My work want run run GAIA R75.40vs; but the appliance costs are stupidly high. I have found recomended hardware for R67, but nothing for R75.40vs. I need a server capable or hosting 20 lightly used VS's with IPS and preferably have 10G interfaces.

Any recomendations?

Thanks

[bmolnar]

Hi, I know VE is no VSX but this is the closest section to my issue. SOrry my first port is a request for info

My work want run run GAIA R75.40vs; but the appliance costs are stupidly high. I have found recomended hardware for R67, but nothing for R75.40vs. I need a server capable or hosting 20 lightly used VS's with IPS and preferably have 10G interfaces.

Any recomendations?

Thanks

Both Dell and HP seem to be the most used and supported Open Server by Check Point and both support 10gb NICs. I'd suggest at least 8gb of RAM (RAM is cheap), the CPU is up to you (just disable HT). Obviously the faster CPU(s) you have, the better your server will perform. For a Dell server, get a R710 with the X520 NIC. For an HP, get a DL380 G7 with a NC550SFP nic.
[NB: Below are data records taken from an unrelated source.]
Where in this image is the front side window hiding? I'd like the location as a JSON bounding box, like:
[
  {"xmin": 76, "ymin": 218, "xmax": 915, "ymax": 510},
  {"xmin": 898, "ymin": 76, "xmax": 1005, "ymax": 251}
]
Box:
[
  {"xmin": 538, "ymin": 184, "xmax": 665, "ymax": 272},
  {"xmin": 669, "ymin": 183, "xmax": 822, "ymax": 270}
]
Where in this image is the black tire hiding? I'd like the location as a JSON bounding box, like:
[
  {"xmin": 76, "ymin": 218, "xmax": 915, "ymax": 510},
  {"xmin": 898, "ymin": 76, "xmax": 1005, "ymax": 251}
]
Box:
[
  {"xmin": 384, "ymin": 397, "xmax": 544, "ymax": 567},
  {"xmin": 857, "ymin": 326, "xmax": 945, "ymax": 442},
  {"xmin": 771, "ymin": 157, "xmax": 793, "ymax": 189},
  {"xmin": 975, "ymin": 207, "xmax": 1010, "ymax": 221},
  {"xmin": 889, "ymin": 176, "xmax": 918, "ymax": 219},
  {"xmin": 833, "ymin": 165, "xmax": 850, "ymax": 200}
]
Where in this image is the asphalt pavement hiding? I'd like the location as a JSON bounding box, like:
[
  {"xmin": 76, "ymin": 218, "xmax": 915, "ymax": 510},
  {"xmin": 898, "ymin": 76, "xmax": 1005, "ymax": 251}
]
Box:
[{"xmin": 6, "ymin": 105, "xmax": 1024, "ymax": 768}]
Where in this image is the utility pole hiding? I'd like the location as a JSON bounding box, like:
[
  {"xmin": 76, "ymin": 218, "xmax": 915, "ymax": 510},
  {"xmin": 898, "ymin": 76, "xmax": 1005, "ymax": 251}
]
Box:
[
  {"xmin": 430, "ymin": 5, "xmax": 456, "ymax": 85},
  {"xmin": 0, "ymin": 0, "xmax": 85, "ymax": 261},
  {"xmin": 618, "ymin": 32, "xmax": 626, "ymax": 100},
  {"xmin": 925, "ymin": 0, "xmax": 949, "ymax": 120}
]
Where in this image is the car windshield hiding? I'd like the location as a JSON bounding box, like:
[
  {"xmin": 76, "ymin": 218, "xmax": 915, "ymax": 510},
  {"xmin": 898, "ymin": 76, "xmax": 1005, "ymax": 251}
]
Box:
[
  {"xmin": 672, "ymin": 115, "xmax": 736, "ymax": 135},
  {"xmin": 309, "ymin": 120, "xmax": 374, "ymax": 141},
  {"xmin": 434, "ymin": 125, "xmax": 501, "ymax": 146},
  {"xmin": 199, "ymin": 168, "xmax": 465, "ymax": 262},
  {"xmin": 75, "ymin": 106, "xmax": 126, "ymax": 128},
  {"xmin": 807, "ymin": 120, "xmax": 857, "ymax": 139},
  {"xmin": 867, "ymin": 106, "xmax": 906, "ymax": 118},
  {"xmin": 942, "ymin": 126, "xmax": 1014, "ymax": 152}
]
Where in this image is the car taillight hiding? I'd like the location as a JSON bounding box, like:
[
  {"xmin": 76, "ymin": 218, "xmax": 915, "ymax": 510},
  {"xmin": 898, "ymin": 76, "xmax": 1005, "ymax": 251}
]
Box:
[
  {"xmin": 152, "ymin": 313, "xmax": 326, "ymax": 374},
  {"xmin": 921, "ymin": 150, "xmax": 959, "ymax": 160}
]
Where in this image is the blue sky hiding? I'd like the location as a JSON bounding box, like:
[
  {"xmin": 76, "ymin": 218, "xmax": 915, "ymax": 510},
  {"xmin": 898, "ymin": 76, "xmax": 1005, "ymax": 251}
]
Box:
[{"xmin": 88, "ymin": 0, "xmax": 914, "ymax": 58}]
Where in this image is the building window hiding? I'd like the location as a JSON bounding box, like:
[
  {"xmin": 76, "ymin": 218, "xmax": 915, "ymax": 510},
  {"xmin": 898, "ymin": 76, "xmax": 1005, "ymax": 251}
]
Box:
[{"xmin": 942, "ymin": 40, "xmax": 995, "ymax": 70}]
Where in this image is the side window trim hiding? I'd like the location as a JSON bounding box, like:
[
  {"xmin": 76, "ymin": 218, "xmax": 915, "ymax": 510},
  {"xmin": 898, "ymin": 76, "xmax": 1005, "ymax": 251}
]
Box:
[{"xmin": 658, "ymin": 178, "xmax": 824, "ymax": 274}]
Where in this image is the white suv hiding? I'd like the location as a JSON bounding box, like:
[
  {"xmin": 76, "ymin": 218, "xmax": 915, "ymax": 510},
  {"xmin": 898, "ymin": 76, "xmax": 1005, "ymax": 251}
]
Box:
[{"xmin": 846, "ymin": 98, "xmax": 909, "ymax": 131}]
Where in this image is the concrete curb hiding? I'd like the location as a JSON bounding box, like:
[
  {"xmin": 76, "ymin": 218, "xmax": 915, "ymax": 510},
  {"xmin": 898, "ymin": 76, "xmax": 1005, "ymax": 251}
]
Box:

There are a couple places you can check to find out what the actual appliance specs are if you were consider using them as a reference point

[ra3ac]

Thanks for the reply. The open servers are more cost effective but I'm struggling to find info on how many VS's an open server can handle.

Initially we only need 20 VS's but I don't know our future needs - it may be worth paying the extra for an appliance just for scalability.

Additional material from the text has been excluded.